Using Intravenous Immunoglobulin (IVIG) to Treat Patients with Primary Immune Deficiency Disease

Abstract

The treatment of primary immunodeficiency disease (PIDD) patients with immunoglobulin obtained from healthy controls, given intravenously, is a relatively recent event, having first been given in 1981. Intravenous immunoglobulin (IVIG) replacement in PIDD has been shown to prevent serious/recurrent infections because higher IgG levels can be obtained through IV administration, as opposed to the intramuscular route. Significant variation in IgG levels in controls is dependent on age and sex, which provides the rationale for the concept that there is a "biological IgG trough/level", hereafter called biological IgG level, in PIDD, as there is in healthy controls.

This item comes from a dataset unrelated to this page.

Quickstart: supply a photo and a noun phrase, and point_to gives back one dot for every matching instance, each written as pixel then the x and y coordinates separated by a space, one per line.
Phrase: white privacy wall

Each PIDD patient has a biological IgG level that can be altered by comorbid conditions that evoke IgG loss or changes in metabolism/catabolism. The pharmacokinetic comparison of IVIG vs. SCIG demonstrates the various benefits of each in treating PIDD. Acutely ill PIDD patients should only receive IVIG. "Rush" SCIG treatment can also be used to attain the biological IgG level, but for less emergent care of PIDD. Finally, future opportunities exist to enhance IgG replacement in PIDD, including microbe-specific IgG and IgG subclass-specific enriched preparations.